Pendant sa campagne de 2011-2012, François Hollande avait beaucoup maigri. Depuis deux ans, c’est un président qui rétrécit. Il rétrécit la politique. Il rétrécit la gauche. Il rétrécit la France. Jusque-là, les sondages en donnaient une vague idée ; les élections municipales et européennes viennent d’en montrer l’étendue. La politique est discréditée, la gauche, divisée comme jamais, la France désorientée.
En deux ans, l’homme maigre de 2012 a repris du poids. Il craque à nouveau dans ses coutures. C’est sa stature présidentielle qui ne cesse de s’effilocher. Le candidat « allégé » des primaires est devenu un président plombé par l’impopularité. Il avait fait de sa diète spectaculaire une preuve de sa volonté d’être candidat. Sa chute dans les sondages compromet chaque jour davantage sa capacité à se représenter.

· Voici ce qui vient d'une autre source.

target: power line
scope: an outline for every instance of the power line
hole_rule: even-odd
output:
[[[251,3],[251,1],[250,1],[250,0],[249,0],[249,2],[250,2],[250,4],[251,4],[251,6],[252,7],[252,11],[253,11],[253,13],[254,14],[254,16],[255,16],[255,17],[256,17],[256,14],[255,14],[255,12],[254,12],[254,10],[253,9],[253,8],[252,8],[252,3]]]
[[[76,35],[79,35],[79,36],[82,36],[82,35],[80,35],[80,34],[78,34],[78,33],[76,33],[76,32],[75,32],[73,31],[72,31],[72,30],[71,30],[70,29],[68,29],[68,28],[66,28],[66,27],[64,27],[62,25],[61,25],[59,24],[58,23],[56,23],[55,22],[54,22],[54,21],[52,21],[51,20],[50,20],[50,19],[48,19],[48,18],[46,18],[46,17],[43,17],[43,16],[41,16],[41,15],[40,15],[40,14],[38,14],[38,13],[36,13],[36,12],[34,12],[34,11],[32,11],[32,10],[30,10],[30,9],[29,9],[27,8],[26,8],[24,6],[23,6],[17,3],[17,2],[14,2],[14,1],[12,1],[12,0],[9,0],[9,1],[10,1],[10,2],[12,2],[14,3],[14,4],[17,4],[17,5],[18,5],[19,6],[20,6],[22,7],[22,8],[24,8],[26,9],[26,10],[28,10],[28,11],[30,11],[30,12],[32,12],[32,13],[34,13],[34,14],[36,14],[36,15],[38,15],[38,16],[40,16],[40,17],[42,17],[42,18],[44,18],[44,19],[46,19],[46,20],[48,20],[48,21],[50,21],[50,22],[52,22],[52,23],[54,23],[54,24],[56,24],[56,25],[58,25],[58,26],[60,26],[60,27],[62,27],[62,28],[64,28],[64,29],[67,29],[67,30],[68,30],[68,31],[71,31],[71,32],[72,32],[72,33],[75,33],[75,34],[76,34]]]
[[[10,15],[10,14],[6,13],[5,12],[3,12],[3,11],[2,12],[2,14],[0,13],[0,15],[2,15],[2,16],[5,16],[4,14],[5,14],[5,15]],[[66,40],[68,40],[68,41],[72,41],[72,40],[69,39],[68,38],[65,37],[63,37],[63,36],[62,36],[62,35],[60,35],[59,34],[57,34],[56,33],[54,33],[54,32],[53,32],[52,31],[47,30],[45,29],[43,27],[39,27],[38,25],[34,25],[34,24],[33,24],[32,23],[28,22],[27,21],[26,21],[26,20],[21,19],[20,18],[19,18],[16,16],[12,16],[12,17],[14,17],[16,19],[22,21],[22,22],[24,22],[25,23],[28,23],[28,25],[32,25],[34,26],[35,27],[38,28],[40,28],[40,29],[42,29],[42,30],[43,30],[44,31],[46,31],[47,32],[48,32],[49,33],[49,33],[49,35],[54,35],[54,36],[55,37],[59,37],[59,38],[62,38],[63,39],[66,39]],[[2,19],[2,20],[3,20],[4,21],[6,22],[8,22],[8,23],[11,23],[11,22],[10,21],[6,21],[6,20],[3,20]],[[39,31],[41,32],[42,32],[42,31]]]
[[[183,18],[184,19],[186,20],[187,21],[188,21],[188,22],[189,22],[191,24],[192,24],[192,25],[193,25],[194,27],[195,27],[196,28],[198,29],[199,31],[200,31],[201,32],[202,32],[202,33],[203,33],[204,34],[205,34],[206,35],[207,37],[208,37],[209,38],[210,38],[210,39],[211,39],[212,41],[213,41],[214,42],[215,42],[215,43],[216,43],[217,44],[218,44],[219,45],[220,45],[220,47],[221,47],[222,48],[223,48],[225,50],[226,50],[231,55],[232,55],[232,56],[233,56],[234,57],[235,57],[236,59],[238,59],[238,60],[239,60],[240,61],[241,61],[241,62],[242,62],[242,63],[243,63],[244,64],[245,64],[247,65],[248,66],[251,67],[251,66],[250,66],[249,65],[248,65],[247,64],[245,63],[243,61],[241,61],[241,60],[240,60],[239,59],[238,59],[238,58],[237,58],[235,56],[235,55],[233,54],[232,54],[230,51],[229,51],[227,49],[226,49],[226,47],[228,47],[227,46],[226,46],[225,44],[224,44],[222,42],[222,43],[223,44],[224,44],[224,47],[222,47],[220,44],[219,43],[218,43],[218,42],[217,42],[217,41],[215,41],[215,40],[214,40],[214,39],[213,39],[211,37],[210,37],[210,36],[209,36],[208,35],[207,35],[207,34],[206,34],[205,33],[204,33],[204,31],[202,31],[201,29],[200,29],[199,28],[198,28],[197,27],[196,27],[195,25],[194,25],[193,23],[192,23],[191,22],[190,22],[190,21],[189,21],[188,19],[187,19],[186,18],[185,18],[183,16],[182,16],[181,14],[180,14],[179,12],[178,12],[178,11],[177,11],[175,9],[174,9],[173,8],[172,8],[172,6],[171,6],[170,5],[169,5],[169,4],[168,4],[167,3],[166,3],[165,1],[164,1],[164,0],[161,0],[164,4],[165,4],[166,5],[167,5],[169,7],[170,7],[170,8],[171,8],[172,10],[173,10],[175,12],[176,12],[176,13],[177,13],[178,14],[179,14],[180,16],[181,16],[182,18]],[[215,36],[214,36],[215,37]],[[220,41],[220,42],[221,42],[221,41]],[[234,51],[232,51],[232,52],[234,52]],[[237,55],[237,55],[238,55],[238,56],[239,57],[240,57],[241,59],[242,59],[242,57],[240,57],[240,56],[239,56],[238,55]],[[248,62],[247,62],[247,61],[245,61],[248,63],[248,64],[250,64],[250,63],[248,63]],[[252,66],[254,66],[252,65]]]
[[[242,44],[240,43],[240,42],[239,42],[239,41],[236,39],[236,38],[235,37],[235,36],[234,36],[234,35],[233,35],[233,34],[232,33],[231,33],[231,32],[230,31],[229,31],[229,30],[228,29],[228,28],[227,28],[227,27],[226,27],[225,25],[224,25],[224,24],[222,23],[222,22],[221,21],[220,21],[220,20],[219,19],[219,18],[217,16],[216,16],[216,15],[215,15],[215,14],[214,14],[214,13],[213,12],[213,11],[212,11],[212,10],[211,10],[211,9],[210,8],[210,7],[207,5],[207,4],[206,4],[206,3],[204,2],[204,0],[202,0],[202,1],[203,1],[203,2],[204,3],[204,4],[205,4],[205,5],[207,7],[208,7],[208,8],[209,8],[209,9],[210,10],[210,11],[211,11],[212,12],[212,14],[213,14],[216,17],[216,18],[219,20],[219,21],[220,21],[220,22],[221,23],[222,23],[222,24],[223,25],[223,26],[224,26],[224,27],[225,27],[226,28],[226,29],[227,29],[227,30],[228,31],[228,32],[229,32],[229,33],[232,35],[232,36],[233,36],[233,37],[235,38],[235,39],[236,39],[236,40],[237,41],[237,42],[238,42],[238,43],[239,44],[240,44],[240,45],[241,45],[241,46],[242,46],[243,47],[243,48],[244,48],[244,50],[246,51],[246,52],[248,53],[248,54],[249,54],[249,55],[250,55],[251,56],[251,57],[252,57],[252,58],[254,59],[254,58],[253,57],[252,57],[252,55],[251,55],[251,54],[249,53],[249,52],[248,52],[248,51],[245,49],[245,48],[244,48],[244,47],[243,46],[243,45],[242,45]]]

Il a déçu ses soutiens et conforté ceux qui le combattaient. Il a trahi ceux qui l’ont élu et mobilisé ses opposants. Il a dispersé la gauche (« les sept gauches » devrait-on dire), et favorisé une recomposition inédite de la droite (« la droite pour tous »). L’abstention atteint des sommets. La gauche est à son plus bas niveau historique sous la Ve République. La France, en proie à ses vieux démons, s’enfonce dans la régression.
On peut invoquer toutes sortes de raisons pour expliquer cette situation, la principale étant l’orientation politique suivie par le gouvernement contrairement aux engagements pris pendant la campagne, au contrat noué avec les Français au moment de l’élection. De ce point de vue, la déception des électeurs socialistes est à la mesure des réformes ajournées : réforme du traité européen de stabilité budgétaire, taxe à 75 % des hauts revenus, réforme bancaire, réforme fiscale transformée en pause fiscale, droit de vote des étrangers, récépissés pour les contrôles policiers… Des batailles perdues parfois sans combat et parfois sans ennemis déclarés ou face à des ennemis imaginaires, des fantômes d’ennemis, fabriqués et agités par les médias.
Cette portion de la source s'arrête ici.